Cycling, macintosh, natural history and life in Singapore - Archives
Fri 23 Sep 2005
Back from the US
Category : travel
Cats in the coridoor while the fish thaws.
Jetlag has not kicked in, and some suggest it will do so only after two days. Since I was coherent yesterday when I touched down, Antzzz was stood down from the emergency additional feeding duty for the cats (*thanks Antzzz*). I spent the day unpacking, laundry, sorting out notes and the like. Not a sign I had been away remains. And of course, I got reacquainted with the cats.
Google Maps on this blog
She had been reading this blog for several days after I left for US before realising I was actually overseas. Since she had been in Korea recently herself, we exchanged some interesting notes about recycling habits and she confirmed that the cleanliness of Koreans was no myth!
Oh well, the surprising and cryptic maps on the blog that had her confused were mainly for my reference - I had only a week's notice and was scrambling to ensure various projects were on track and holding off meetings that are now threatening to take over my life. The scramble found me overseas without a map, a really unfortunate state to be in!
Most of the hotels prroided wireless for les than US$10/day, so Google Maps turned out to be a life saver!

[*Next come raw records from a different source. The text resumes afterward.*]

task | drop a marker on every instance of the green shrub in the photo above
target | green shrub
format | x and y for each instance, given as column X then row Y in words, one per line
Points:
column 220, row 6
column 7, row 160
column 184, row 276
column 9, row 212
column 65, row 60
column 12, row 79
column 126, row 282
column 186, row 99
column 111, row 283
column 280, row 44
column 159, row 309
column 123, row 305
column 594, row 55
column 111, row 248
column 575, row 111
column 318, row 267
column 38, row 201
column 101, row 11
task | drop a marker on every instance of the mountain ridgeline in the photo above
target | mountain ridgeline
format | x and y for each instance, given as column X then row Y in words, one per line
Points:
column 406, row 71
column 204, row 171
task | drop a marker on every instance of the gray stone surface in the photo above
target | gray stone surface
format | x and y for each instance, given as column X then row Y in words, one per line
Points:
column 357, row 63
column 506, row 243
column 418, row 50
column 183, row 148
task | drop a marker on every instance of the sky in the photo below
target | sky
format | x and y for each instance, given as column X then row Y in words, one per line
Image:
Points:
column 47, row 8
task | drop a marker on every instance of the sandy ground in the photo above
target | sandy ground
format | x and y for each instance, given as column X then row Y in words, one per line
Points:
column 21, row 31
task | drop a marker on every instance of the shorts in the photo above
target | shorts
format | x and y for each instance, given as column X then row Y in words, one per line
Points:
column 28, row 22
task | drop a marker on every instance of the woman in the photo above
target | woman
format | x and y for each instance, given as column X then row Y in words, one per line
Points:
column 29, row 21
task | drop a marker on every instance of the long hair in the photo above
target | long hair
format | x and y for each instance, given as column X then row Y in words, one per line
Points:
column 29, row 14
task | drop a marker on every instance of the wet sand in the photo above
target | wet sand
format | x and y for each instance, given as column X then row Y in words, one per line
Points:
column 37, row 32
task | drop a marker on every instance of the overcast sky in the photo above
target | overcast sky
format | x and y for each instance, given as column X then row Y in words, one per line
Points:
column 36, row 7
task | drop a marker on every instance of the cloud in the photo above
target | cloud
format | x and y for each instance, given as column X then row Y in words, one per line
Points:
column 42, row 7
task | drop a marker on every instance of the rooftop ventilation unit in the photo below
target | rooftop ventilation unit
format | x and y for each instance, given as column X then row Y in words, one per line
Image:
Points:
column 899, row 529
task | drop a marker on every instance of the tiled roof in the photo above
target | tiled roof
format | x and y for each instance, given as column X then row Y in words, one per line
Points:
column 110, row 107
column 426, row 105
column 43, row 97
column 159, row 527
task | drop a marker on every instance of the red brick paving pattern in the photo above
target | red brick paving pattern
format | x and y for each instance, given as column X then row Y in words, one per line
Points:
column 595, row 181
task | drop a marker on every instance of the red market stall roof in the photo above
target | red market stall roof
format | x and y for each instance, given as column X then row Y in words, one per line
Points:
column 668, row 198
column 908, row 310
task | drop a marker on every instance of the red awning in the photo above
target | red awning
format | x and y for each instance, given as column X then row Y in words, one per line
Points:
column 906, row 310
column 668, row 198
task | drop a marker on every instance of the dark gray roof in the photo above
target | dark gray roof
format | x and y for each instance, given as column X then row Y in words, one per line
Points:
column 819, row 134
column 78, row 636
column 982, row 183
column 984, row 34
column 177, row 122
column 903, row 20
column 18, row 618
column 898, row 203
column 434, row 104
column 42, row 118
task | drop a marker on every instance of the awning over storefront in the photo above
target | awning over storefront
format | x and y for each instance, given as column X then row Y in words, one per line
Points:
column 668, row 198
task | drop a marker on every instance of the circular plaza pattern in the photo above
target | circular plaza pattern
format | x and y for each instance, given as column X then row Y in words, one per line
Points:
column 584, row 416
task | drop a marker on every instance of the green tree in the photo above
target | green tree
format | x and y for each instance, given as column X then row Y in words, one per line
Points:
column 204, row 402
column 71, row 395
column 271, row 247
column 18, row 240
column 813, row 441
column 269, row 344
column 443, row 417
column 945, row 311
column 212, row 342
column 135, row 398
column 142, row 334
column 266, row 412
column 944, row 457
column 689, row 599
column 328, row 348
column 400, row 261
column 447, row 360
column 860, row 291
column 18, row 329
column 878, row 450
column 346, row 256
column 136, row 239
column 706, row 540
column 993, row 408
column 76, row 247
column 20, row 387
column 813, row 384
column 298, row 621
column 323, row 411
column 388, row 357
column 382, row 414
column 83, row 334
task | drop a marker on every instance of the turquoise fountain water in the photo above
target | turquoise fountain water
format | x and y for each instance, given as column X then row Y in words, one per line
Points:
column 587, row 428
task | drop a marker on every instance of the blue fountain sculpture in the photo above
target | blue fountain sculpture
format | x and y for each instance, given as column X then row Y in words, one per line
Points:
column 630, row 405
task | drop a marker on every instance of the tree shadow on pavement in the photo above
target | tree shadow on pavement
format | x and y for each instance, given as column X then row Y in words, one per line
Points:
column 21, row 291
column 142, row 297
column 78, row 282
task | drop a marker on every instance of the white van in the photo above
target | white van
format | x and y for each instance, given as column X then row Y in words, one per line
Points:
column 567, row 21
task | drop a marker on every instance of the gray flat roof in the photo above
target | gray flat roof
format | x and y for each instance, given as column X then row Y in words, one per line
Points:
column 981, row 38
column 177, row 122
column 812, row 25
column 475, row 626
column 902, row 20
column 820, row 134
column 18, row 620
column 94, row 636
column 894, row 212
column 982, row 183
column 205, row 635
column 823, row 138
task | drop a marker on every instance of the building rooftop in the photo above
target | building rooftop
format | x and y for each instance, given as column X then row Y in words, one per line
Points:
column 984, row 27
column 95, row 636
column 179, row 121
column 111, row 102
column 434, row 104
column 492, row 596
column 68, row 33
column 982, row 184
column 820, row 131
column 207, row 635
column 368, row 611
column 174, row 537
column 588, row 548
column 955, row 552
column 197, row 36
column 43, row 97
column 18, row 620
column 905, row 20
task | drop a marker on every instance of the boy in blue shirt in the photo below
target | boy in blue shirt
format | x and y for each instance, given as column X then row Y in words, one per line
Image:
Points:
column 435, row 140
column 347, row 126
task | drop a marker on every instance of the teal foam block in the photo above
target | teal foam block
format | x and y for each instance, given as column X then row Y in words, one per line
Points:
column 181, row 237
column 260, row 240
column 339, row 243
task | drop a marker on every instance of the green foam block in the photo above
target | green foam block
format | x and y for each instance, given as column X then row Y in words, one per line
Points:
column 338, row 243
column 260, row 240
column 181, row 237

Once I realised that most US streets are long roads laid out in parallel lines and criss-crossed at right angles, this made walking about really easy. With the built-in compass in my Timex watch, I was able to navigate back to the hotel once with only an approximate idea of the current location. I had to open my iBook in mid-street to refer to the map, but soon after, one of the long, known roads was intercepted and we were back in the the hotel in an hour - the only good after-dinner walk I had in two weeks.
Mangrove field trip
The two ladies did a good job, and enjoyed themselves. Both are well suited for the field despite their collapsing style of descent from the boardwalk which was really painful to watch! They were cheerful through the falls and even when we encoutered a Mangrove Pit Viper. Laid out on a tree brach to snooze, it opened its eyes suddenly to focus on us, while we approached it at eye level while submerged up to our necks in water! Well the two of them backed away quietly when it was suggested and continued sampling without batting an eyelid.
Eventually we collected, measured, weighed and released 119 tree-climbing crabs.